Selain lutung yang dilepasliarkan, JLC-TAFIP juga tetap menerima lutung dari BBKSDA dan lembaga terkait untuk direhabilitasi. Selama pandemi, ada 37 ekor lutung masuk. Dari jumlah tersebut, 31 ekor dari BKSDA Jawa Timur dan enam ekor translokasi dari Pusat Rehabilitasi Primata Jawa-The Aspinall Foundation Jawa Barat.
Bahkan, pada 5 April lalu, JLC-TAFIP juga menerima titipan dua ekor kukang jawa (Nycticebus javanicus) dari BBKSDA Jawa Timur. Dua satwa yang terdiri atas induk dan anak tersebut berasal dari penyerahan oleh masyarakat di Sidoarjo. Sementara itu, dalam pelepasliaran terakhir, ada tiga individu yang dikembalikan ke alam, terdiri atas seekor lutung jantan berumur 7 tahun dengan nama Bagong dan dua ekor betina, masing-masing Yanti (2) dan Yosinta (8).

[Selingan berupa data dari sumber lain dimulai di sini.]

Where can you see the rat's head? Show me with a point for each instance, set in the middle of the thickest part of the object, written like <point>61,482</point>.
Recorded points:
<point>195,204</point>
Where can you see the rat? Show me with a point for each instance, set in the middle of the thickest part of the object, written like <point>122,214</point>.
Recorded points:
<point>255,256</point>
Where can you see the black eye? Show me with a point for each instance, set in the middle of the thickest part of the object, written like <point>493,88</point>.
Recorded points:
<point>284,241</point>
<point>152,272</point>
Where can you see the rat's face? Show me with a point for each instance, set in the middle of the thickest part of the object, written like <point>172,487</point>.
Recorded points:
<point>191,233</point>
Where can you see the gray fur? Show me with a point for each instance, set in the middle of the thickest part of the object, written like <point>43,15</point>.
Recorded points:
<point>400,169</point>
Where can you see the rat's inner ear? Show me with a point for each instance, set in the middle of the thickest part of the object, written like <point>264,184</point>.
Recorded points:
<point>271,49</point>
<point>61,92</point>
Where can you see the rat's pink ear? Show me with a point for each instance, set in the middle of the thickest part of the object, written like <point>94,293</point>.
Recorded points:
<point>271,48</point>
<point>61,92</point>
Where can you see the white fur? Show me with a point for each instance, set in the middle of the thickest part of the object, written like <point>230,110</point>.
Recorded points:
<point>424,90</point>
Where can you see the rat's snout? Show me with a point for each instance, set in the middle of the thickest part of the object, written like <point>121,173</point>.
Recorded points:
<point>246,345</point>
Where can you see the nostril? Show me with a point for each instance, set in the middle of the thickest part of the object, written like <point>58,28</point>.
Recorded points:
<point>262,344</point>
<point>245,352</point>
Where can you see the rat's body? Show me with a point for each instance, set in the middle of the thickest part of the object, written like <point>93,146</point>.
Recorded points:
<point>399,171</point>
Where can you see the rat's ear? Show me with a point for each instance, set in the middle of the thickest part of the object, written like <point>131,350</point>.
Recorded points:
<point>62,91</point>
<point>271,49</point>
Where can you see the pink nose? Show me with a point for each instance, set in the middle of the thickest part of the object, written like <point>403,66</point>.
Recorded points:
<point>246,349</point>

Perawat Satwa JLC-TAFIP, Heri Kiswoyo, mengatakan, ketiga lutung yang dikembalikan ke alam ini sebelumnya berasal dari penyerahan warga. Yanti sendiri hasil penyitaan dari Kepolisian Resor Pasuruan, sedangkan Bagong dari Jawa Barat.
”Mereka awalnya adalah satwa peliharaan dan alhamdulillah akhirnya bisa juga dirilis ke alam. Semuanya penyerahan dari warga dan penyitaan,” ujarnya. Dengan pelepasliaran ini, maka saat ini masih ada 23 ekor lutung yang masih menjalani proses rehabilitasi.
Hutan lindung di kawasan Coban Talun sendiri merupakan salah satu lokasi pelepasliaran lutung. Selain daerah itu, JLC-TAFIP biasanya melepasliarkan lutung di kawasan hutan lindung Malang selatan yang kondisi makanannya melimpah, seperti ara jejawi(Ficus retusa)danbengkinang (Elaeocarpusgraber).
Pemilihan Coban Talun, menurut Iwan, karena kawasan ini dinilai aman dari kompetitor dan minim aktivitas perburuan. Di kawasan itu terdapat satwa endemik lain, seperti kera ekor panjang, kukang jawa, elang jawa, dan macan tutul jawa. Namun, mereka memiliki teritorial perburuan mangsa berbeda.
Selain itu, populasi lutung di kawasan Malang selatan yang sudah cukup stabil juga menjadi alasan Coban Talun menjadi lokasi alternatif pelepasliaran. Dari pengamatan JLC-TAFIP, jumlah lutung di kawasan Malang selatan sedikitnya ada 153 ekor, sedangkan di Coban Talun (2015) tidak lebih dari 80 ekor.